A few years ago, I was working on a project for a UK client who needed to replace or rewrite a legacy inventory management web application written in classic ASP. The problem: no documentation, and complicated, spaghetti source code with many apparently duplicate or redundant ASP files and ASMX web service endpoints.
Which ASP pages were actually in use? We had to find a way to limit our application migration efforts to only those pages which were used by the application. A colleague at the time introduced me to what must be one of the best-kept secrets in the Windows developer world: Microsoft Log Parser.
Using LogParser with IIS Logs
Described as … a powerful, versatile tool that provides universal query access to text-based data such as log files, XML files and CSV files, think of MS Log Parser as AWStats for almost any data source and without the Perl headache, albeit without the nice HTML reports out-of-the-box.
By tailoring the log file queries, not only can LogParser be used to determine which endpoints are in use within a particular application, but can be also used as the basis for Functional or Load test scripts (I will cover this scenario in a separate post).

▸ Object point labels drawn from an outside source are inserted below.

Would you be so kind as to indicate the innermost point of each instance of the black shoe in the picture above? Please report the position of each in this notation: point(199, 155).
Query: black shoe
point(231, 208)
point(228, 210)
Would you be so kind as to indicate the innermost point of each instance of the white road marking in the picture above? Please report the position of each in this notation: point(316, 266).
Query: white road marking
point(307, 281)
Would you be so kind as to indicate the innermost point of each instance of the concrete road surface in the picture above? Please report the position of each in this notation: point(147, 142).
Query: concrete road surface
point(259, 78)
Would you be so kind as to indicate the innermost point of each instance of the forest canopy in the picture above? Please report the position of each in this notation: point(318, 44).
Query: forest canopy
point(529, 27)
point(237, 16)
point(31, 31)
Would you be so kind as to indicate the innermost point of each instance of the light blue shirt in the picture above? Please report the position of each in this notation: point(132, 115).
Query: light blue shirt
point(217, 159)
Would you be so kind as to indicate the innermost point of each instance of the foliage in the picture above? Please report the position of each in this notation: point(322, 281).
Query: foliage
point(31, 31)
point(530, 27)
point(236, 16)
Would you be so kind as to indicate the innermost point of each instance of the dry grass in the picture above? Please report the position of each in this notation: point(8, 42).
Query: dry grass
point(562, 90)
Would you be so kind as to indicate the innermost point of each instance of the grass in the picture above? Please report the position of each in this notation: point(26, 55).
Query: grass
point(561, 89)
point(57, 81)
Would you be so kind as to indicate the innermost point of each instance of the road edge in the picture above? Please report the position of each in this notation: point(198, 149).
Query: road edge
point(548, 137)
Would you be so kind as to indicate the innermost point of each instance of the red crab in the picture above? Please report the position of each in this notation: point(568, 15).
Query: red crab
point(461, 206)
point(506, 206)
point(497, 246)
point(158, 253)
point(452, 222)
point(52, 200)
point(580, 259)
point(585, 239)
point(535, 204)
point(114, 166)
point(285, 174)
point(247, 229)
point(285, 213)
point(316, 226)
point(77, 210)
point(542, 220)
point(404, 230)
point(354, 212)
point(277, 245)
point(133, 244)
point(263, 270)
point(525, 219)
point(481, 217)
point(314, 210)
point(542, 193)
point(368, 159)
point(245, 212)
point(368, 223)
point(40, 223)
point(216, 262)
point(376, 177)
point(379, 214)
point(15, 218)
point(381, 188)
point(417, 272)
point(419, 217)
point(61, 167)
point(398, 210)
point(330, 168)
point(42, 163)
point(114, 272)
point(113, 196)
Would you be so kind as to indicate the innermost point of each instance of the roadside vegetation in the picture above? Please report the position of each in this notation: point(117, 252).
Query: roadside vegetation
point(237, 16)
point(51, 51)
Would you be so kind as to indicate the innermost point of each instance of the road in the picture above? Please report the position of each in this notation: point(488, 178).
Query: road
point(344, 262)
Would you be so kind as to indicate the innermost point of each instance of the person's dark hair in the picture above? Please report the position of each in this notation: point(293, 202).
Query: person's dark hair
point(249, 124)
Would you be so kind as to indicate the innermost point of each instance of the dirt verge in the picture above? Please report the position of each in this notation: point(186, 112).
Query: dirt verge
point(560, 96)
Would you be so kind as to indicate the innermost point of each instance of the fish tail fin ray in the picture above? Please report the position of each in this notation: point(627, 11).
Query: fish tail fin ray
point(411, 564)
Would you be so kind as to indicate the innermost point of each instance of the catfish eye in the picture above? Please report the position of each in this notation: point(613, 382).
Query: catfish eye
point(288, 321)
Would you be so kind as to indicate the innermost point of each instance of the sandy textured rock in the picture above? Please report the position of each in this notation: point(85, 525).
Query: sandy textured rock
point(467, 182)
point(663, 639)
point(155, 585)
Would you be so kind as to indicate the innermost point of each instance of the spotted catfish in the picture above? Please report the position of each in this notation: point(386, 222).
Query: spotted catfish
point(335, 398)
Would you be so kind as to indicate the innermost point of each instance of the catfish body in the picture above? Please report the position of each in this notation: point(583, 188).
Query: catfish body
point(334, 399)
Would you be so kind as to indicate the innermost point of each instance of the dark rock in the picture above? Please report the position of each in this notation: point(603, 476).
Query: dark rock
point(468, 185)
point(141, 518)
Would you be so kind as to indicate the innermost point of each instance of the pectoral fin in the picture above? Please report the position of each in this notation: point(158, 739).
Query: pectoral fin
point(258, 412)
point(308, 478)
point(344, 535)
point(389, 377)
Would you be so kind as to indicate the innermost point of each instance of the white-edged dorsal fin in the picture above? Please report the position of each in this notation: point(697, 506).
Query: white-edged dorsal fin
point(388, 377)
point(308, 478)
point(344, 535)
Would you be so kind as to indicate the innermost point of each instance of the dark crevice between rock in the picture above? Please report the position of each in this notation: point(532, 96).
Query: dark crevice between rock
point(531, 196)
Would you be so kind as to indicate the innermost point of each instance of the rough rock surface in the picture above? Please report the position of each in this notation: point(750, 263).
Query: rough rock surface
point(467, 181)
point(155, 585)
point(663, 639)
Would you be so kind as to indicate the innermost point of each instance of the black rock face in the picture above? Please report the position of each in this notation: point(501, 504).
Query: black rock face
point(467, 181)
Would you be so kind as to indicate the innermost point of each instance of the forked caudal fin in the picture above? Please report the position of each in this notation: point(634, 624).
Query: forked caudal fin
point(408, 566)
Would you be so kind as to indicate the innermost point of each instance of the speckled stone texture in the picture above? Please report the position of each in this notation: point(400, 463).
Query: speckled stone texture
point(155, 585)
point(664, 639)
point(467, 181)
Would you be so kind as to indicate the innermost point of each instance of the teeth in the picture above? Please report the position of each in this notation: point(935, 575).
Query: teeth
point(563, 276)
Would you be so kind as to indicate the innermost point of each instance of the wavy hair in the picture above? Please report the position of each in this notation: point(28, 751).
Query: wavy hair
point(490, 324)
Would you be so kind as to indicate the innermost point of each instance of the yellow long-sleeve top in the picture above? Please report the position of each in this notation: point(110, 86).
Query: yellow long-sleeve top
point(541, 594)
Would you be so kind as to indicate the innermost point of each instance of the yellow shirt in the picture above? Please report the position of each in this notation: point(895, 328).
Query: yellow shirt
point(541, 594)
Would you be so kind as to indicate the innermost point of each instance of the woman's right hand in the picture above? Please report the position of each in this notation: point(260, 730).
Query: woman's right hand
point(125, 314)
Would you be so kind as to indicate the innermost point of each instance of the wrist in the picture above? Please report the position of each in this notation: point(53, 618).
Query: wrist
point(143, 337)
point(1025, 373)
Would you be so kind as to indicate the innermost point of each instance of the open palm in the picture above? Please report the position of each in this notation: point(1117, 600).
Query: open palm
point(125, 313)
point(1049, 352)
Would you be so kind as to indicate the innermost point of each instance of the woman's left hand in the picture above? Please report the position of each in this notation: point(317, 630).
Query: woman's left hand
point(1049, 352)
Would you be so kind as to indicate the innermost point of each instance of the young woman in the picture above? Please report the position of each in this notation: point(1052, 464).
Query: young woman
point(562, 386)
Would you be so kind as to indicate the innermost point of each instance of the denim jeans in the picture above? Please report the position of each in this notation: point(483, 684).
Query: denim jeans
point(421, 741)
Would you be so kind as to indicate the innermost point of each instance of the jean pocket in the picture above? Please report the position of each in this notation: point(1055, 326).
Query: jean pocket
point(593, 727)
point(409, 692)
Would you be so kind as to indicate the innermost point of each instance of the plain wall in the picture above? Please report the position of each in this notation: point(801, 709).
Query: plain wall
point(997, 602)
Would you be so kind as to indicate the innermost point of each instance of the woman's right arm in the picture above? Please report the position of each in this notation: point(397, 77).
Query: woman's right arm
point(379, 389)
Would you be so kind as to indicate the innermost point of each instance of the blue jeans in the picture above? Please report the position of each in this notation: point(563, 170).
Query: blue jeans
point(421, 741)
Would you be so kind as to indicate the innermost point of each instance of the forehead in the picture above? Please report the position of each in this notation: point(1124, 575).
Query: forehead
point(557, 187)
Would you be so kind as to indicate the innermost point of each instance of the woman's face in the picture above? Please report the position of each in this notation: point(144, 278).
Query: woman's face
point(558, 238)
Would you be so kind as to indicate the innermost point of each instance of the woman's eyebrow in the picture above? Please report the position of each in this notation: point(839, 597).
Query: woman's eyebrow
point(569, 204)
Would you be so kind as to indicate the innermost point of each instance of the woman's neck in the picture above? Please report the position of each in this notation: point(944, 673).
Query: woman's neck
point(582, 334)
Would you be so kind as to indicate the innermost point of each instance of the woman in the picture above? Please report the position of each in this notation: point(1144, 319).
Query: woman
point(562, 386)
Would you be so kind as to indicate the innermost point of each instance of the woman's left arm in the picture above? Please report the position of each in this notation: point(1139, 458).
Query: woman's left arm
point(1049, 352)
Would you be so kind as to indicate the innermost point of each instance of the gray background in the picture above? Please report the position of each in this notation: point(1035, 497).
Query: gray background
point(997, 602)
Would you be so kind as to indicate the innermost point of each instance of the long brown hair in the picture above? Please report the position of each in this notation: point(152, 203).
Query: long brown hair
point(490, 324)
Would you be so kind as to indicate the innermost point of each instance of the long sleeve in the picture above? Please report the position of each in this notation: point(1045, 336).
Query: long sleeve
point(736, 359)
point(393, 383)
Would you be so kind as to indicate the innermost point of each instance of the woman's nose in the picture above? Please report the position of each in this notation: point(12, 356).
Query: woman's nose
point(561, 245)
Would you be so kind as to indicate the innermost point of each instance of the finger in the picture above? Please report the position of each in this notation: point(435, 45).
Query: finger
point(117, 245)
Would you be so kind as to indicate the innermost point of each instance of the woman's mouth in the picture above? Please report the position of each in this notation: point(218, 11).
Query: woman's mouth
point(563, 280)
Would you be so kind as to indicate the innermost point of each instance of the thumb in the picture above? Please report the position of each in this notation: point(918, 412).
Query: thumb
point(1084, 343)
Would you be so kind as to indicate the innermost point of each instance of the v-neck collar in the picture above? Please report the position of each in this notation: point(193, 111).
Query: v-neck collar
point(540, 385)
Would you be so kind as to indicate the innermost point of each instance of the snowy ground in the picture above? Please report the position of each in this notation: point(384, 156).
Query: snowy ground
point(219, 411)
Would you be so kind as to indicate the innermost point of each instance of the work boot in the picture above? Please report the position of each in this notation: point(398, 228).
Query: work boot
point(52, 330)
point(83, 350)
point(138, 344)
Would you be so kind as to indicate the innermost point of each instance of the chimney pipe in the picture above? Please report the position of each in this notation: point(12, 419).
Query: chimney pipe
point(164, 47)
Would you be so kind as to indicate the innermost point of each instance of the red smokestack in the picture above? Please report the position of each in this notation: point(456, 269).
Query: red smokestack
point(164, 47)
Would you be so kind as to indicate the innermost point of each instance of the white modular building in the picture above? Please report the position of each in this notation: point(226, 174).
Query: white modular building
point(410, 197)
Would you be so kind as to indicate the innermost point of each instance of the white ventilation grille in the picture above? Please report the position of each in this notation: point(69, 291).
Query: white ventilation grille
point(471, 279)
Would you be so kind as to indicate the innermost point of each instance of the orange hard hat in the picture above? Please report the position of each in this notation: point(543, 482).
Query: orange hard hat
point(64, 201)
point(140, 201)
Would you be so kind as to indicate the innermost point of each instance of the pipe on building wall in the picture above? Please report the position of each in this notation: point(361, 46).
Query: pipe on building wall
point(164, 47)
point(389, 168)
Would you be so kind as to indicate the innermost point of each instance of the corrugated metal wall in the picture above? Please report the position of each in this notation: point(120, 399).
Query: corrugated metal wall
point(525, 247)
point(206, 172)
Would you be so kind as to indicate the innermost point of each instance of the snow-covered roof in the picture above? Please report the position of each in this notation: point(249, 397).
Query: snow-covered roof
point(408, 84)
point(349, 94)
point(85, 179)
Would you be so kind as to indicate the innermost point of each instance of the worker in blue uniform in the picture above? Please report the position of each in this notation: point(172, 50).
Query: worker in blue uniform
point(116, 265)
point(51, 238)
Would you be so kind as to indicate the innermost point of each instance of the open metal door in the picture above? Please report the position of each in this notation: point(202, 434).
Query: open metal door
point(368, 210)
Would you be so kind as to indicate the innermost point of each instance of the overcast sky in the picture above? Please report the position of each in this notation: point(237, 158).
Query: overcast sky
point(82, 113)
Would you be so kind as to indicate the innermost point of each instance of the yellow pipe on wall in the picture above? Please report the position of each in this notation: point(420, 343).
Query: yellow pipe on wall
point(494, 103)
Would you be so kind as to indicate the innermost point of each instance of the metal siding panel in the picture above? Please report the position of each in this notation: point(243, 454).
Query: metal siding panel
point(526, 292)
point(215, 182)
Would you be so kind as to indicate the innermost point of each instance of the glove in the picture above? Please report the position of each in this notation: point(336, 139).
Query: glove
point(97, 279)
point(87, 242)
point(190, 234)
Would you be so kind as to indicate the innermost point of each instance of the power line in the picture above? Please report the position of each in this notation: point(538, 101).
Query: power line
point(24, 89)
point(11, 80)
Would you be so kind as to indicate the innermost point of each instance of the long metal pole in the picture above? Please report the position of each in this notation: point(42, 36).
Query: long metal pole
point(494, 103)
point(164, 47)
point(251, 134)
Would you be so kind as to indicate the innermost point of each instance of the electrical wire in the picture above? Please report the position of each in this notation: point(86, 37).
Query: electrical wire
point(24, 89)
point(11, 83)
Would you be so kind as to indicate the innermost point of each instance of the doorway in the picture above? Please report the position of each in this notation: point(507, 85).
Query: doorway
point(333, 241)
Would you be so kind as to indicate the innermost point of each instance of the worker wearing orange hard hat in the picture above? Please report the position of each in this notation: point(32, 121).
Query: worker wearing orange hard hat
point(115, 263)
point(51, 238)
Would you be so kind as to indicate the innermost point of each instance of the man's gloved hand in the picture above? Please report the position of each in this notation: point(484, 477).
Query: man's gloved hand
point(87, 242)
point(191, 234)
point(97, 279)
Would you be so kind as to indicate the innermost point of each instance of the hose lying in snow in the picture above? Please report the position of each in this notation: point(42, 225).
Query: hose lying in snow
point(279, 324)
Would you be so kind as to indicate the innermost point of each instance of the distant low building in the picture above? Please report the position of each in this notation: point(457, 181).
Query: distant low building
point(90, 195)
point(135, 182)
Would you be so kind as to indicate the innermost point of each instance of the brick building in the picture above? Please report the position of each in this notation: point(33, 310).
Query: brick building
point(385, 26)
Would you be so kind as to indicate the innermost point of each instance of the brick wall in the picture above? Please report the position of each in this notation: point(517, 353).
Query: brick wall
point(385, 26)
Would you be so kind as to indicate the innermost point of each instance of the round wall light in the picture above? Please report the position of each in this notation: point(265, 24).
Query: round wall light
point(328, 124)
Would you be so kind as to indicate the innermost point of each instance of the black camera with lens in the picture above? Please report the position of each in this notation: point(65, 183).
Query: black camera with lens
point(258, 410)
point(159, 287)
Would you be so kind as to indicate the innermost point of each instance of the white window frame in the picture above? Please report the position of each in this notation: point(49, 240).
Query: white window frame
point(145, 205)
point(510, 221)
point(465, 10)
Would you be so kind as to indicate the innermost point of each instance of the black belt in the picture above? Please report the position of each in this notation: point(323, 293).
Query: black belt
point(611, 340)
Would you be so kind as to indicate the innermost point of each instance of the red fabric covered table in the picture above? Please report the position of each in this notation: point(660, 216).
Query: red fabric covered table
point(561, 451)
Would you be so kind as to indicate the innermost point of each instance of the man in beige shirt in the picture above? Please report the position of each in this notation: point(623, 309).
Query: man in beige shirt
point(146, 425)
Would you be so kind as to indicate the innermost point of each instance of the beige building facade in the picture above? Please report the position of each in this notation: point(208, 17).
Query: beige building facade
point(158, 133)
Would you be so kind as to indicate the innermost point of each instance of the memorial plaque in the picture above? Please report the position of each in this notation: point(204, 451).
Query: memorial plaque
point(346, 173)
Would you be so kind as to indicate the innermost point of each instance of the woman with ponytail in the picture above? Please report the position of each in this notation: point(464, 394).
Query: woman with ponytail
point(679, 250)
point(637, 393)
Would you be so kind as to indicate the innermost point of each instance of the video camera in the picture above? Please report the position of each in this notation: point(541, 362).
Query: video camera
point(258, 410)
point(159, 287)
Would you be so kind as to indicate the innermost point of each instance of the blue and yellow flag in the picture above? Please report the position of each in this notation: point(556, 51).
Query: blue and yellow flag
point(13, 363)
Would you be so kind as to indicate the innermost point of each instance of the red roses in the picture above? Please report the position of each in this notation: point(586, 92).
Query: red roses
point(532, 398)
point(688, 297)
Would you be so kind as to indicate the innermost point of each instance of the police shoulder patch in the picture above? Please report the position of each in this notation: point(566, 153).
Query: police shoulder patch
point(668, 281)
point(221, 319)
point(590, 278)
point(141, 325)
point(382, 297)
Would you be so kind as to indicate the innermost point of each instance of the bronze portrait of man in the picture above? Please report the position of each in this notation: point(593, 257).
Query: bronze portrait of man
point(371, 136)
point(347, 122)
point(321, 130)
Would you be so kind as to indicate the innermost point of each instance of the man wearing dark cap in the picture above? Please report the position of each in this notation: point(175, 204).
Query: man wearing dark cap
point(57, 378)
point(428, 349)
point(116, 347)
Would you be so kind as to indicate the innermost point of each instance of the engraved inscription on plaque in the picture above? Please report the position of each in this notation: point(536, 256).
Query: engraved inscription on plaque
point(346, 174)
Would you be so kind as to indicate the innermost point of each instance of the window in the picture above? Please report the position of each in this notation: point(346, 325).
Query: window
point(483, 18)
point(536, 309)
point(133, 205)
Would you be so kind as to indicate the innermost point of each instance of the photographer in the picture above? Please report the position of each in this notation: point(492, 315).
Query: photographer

In order to determine the endpoints in use by the application (typically ASP files, with some ASMX web service endpoints), we configured the IIS web server in our test environment to log extended information about the incoming requests:
We then ran a series of user journeys through the application, covering all the steps which seemed possible, based on what we understood of the application. This generated several hundreds of megabytes of IIS logs.
We then used LogParser to extract the details (here, in tab-separated format) for those requests which resulted in an HTTP 200 response:
$ LogParser -i:IISW3C -o:TSV "SELECT * FROM ex090715.log WHERE sc-status=200" > ex090715.txt
We could then load the results into Excel for manual inspection:
Satisfied that we had valid results from the LogParser query, we could then correlate the cs-uri-stem column data with files on disk: those files on disk with no corresponding entry in the cs-uri-stem column were possible candidates for removal, whilst clearly those files on disk with an entry in the log data were actively being used as part of the application.
The Result – HTTP Endpoints Identified
By using the Microsoft LogParser tool and detailed IIS logging, we were able to identify the vast majority of ASP and web service endpoints used by the application.
(We also devised a way to use LogParser to help generate load test scripts – I will cover this in a future post).
This technique could be extended by processing IIS logs from across all web and application servers, and thereby identifying all active HTTP endpoints within the server estate, as a cheap and cheerful Splunk or LogStash alternative.